Seasonal farmhouses and moveable yurts are the preferred abodes of the northern heath in the extreme highlands, though few choose the challenges of this life. Above the tree line wood is precious, and dried animal dung and small shrubs are used to build fires. In some places, locals must hike several hours in the driving snow just to get clean water to drink. Most of the population of the Pamirs is concentrated in milder climes, where the favored dwellings are constructed of dried mud and are sometimes covered in white plaster for insulation. Flat roofs are easy to construct and are the best for shrugging off the fierce winter winds on the plains. A sea of such roofs can be found in the largest town of Tajikistan's high regions, Murgab, home to an ethnically Kyrgyz community that speaks Kyrgyz, sets their clocks to Kyrgyz time and laments the use of the alien Tajik language on monuments and signs. Down in the green valleys that lead to Khorog, sloped roofs better suit the threat of heavy snowfall. Here and there, signs of wealth can be spied in the form of tall homes built of modern materials. These have almost all been built with the foreign money that pours into the country when sons and daughters, frustrated by the limited opportunities for employment in their own country and the meager pay, leave to work in Russia. European investment has also enabled the construction of water supply networks and earthquake warning systems. Perhaps the most visible sign of foreign aid in the region is the upgrade of local footbridges, built out of rope or bundles of sticks, to much more stable constructions.




















The exodus of Tajikistan's youth to wealthier Russia has had a noticeable impact on the poor villages of the Pamirs. Children populate the roadsides where the elderly fetch water and women work the fields, but the only men to be found belong to roadwork crews or manage the occasional herd. Foreigners are so rare in these parts that their arrival is a dramatic event. Kids shout "hello" and stretch their arms out for high-fives or a small candy, the wrapper of which is promptly thrown to the ground without a second thought. Some of the kids possess enough English to ask "how are you?," but when asked the same question in response, their blank stares clearly belie the fact that they didn't grasp the meaning of their own words. Adults, too, are unsurpassed in their friendliness and often invite weary travelers in for "tea." Tea is a crucial part of Central Asian culture, and a whole subset of mores oversees its preparation, distribution and consumption.

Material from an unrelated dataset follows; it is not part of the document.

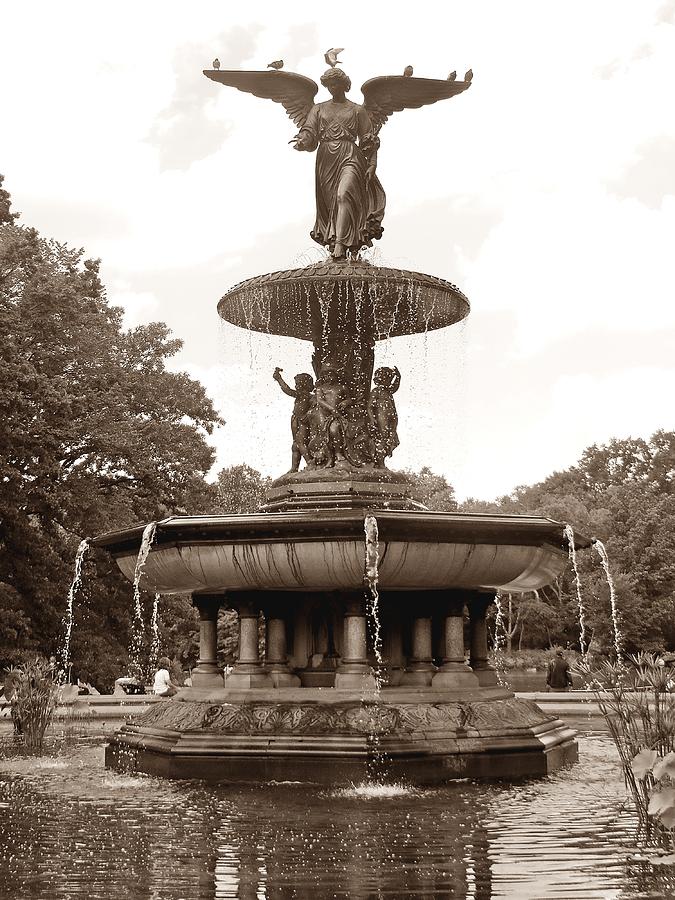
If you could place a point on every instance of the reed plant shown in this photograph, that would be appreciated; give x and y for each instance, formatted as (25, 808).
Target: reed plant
(634, 697)
(33, 700)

It is the host's job to pour the tea into little bowls, the first two or three of which are always poured back into the pot to ensure that the tea isn't too weak. The next bowls the host will pass to guests with a hand over the heart to show respect. Typically these bowls are only filled about halfway to encourage the guest to stay and chat. When the host wants to politely signal that the time for palaver is over, a final full cup of tea will be poured. Green tea is the tea of hospitality, but the Tajik tea of choice is black tea mixed with milk and salt. That said, this harsh land breeds exceptionally warm people, and an invitation to "tea" never ends at tea. Soon soups and local fruits are spread before the guests. Fresh flat bread is always present, and it is served alongside kymyz (fermented mare's milk), ayran (salty yogurt), sary mai (a kind of butter) and kaymak (cream). The laws of hospitality to a stranger are sacrosanct, and attempting to pay for such gestures only causes offense and conveys disdain for their generosity. Gifts, such as candy or drinks, are warmly received, though.